Girl Reclining (Louise O’Murphy), Francois Boucher, 1750, France

This was evident in French art of that time. Francois Boucher, a prolific artist of the time, honed his art in Italy before returning to Paris in 1731. Upon his return, his art had tones of mythological influences. The setting of Girl Reclining was a favorite of his. Girl Reclining (Louise O’Murphy) is one of three that I found with different models. The showing of skin was tantalizing, heightening the sense of romantic intrigue. In this piece, one can practically feel the fluffiness of the pillow, the caress of the silk and velvet against the skin.
As the middle classes started to rise in numbers, there began a shift in the middle class. They became more and more aware that the taxes that they paid supported the expensive aristocracy, whom did nothing to contribute to society except to lead a frolicsome life. The middle class soon started to question the rule of monarchy and the dogma of the Catholic Church. They felt that their voice and opinion was equally as important. Individualism started to rear its head. Anything that smelled of aristocracy started to be ridiculed.

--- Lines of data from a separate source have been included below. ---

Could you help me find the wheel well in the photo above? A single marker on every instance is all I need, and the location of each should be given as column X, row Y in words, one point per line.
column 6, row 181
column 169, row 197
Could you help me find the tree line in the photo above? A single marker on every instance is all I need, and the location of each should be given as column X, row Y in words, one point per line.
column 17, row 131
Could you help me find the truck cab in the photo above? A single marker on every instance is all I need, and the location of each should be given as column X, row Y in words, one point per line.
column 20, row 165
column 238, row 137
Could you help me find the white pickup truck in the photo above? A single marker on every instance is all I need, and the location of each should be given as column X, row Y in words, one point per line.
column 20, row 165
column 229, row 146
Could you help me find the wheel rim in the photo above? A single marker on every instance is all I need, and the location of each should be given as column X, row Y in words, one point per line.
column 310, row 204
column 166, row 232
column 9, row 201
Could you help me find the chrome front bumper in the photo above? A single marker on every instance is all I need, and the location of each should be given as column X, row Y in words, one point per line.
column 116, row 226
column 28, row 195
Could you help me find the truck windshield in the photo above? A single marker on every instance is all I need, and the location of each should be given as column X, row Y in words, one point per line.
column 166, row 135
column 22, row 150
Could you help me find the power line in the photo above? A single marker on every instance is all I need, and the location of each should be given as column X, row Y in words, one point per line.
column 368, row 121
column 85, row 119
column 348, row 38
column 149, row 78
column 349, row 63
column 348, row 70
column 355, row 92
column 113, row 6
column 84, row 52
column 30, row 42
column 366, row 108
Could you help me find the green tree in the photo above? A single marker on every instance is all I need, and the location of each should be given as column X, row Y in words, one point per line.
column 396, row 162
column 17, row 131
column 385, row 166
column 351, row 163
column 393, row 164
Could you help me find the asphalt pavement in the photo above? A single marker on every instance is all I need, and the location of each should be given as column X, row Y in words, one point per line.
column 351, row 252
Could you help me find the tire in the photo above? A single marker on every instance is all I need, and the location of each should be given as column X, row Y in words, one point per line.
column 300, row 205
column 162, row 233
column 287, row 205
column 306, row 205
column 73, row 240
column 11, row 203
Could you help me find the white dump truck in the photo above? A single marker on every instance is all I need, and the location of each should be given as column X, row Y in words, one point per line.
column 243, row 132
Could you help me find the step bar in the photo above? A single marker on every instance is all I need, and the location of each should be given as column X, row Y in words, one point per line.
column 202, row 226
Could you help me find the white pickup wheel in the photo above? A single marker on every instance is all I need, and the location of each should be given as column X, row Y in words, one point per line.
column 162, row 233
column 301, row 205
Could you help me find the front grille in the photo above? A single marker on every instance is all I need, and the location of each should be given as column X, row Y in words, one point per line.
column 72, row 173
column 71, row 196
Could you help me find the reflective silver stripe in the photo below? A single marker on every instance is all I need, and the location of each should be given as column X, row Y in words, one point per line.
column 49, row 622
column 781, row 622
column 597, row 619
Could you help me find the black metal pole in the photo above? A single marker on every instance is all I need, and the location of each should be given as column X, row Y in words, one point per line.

John Gay wrote The Beggar’s Opera as a satire to the lifestyle of royal courts. By creating a musical, he ridiculed Italian opera, which was very popular with the royal court. With popular tunes of the times, lyrics were changed to convey his message within the piece. He dramatized the common man without judging their moral lapses. The show was an instant hit, the equivalent of a rock opera today.

Across the Atlantic, the colonist of America started to notice the shift, now known as the Enlightenment, toward individualism and the common man. Art shifted from one of frolicking play and romantic intrigue, to pieces that conveyed moral virtues, patriotism, and Roman ideals.

Who better to convey these newfound principles than the “Father” of the United States of America? Gilbert Stuart, the most prestigious portraitist of his day, painted many portraits of George Washington. The Lansdowne portrait is one of the most iconic of all.

Landsowne portrait
George Washington (Lansdowne portrait), Gilbert Stuart, oil on canvas, 1796

Stuart surrounds Washington with items that convey a Roman setting – red velvet draped on the golden table, the Grecian columns outside the window. While the setting shows wealth, it is not luxurious as in the Rocco period. It is more subdued. Washington’s outstretched hand welcomes one to want to be in his presence.










Works cited:

Stein, Perrin . “François Boucher (1703–1770).” In Heilbrunn Timeline of Art History. New York: The Metropolitan Museum of Art, 2000–. (October 2003) Accessed February 25, 2016.

Harris, Beth and Zucker, Steven. “A Beginners Guide to Rococo Art.” In Monarchy Enlightenment. Khan Academy. Accessed February 22, 2016.

Zucker, E.. Cedars, S.R. ed. “The Beggar’s Opera Study Guide”. GradeSaver, 21 July 2013 Accessed February 25, 2016.

Unknown. “George Washington (Lansdowne portrait) by Gilbert Stuart.” Accessed February 22, 2016


3 thoughts on “A Shift in Class Brings a Shift in Art

  1. Your blog really kept me interested. I wasn’t exactly sure of how to approach the question of how the middle class changed art, but after reading this, it makes a lot more sense. I especially loved when you included “The Beggar’s Opera,” as it is a beautiful song piece. Good job!


  2. I love how you used a piece of American art. The art in America during this time represented how the Americans thought and who they looked up to. The ideas of the American Revolution were largely influenced by the Greek and Roman cultures. They let this fascination with the ancients into there art. As you mentioned, the portrait of Washington has lots of elements of Roman influence. This wasn’t just seen in there paintings though, the buildings and even the music of America at this time was all influenced by the Greeks and Romans.